第1巻 第53讃歌 インドラ讃歌
1私たちは力強い者に
美しい讃美を捧げます、
ヴィヴァスヴァンの住処で
インドラに私たちの讃歌を:
彼は
眠っているように見える者たちから
富を見いだしたことはありません:
人々に富を与える者たちは、
つまらない讃美を受け入れません。
2 馬を与える者よ、
インドラよ、
牛を与える者よ、
大麦を与える者よ、
あなたは富の主であり守護者です:
昔から人の助け手で、
希望を裏切らない者、
私たちの友の友よ、
あなたにこの讃美を歌います。
3 インドラよ、
最も輝かしく、
力強く、偉大な業に富む者よ、
この周囲に広がる宝は
あなたのものであると
知られています。
おお征服者よ、
そこから集め、
私たちに持ってきてください:
あなたを愛し、
歌う者の希望を
裏切らないでください。
4 これらの明るい炎と
ソーマの滴を喜び、
種と牛とともに
私たちの貧しさを遠ざけてください。
インドラがこれらの滴で
ダーシュを散らし、
彼らの憎しみから解放されて、
私たちは豊かな食物を得ますように。
5 おおインドラよ、
私たちに豊かな富と食物を、
極めて栄光ある力を、
天に輝くものを与えてください:
私たちが女神の摂理、
英雄の力、
牛の特別な源、
馬に富むものを得ますように。
6 これらの私たちの力を
与える注ぎ物、ソーマの滴は、
ヴリトラとの戦いで
あなたを喜ばせました、
英雄の主よ、
あなたが刈られた草の上で
歌い手にために、
一万のヴリトラを殺したとき、
あなたはあなたの力で
抵抗されませんでした。
7 あなたは戦いから戦いへ
臆することなく進み、
ここで城を次々と力で破壊します。
おおインドラよ、
敵を屈服させるあなたの友とともに、
遠くから狡猾なナムチを殺しました。
8 あなたは
カラニャとパルナヤを
死に至らしめ、
アティティグヴァの
非常に栄光ある進撃の中で。
譲らず、
リジシュヴァンが
彼らを包囲したとき、
あなたはヴァングリダの
百の砦を破壊しました。
9 すべてを凌駕する車輪で、
おおインドラよ、
あなたは遠くに名高い者として、
人の二倍十人の王を倒しました、
六万九千九百九十九の従者とともに、
友なきスシュラヴァスと戦うために
武器を持って来た者たちを。
10 あなたはスシュラヴァスを
助けで守り、
トゥルヴァヤーナを
あなたの助けで守りました、
おおインドラよ。
あなたはこの若い力強い王に、
クツァ、アティティグヴァ、
アーユを従わせました。
11 神々に守られて、
私たちはこれからも、
おおインドラよ、
あなたの
非常に繁栄した友人で
あり続けますように。
私たちはあなたを高めます、
あなたの恵みによって、
長く喜びに満ち、
英雄に富んだ人生を楽しむために。
解説
この第53曲は、インドラを「富の与え手」「戦いの勝利者」「友を守る者」として讃え、具体的な勝利(ヴリトラ、ナムチ、カラニャ、パルナヤ、ヴァングリダなど)やスシュラヴァス・トゥルヴァヤーナへの助けを挙げ、富・力・英雄的な子孫を求める内容です。リグ・ヴェーダのインドラ讃歌らしい力強さと現実的な願いが強く表れています。

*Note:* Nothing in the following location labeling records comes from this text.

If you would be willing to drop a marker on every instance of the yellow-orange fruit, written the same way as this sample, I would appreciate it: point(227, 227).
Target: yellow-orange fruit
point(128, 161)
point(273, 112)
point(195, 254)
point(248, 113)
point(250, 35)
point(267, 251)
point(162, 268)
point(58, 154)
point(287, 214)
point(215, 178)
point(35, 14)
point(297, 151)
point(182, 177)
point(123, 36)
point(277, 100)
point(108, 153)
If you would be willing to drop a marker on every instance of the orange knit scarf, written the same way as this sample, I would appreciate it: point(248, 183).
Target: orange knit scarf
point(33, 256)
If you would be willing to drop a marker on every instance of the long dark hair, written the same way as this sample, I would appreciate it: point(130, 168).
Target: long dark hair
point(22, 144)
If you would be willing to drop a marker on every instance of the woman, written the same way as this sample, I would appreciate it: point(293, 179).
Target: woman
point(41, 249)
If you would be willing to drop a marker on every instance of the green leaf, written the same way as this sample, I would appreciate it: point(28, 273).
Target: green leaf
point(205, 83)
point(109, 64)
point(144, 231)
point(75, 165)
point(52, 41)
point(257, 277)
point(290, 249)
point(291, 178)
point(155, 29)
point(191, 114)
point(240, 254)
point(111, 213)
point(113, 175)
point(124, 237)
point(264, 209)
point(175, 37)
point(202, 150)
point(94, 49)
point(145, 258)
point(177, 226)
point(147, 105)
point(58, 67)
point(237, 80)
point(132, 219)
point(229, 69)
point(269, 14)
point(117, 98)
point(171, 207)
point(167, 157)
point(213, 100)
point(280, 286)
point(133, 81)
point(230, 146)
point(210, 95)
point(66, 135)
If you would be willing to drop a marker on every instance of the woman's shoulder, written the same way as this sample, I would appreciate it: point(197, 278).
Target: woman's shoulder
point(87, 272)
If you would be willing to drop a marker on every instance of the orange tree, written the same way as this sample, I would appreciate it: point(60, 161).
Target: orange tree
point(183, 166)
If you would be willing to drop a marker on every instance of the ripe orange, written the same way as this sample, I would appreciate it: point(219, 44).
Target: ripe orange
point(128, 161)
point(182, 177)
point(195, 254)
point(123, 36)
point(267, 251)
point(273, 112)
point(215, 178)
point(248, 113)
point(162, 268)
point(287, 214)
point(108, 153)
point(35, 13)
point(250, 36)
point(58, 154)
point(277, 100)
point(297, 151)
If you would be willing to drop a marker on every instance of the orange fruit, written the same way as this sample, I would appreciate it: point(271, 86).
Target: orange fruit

•1-3節:インドラを富の海として讃え、眠っている者から富を見いださないと強調。
•4-6節:ソーマで喜び、貧しさを遠ざけ、ダーシュを散らし、豊かな食物を与えるよう。
•7-9節:戦いから戦いへ進み、城を破壊。スシュラヴァスを守り、多くの王を倒す。
•10-11節:クツァ・アティティグヴァ・アーユを従わせ、神々に守られて長く繁栄した友人となるよう祈る。
全体として、インドラの戦士的勝利と富の授与を繰り返し讃え、ヴェーダ社会の「勝利=富と繁栄」という価値観を体現した讃歌です。具体的名前の登場が、当時の部族間の闘争をリアルに感じさせます。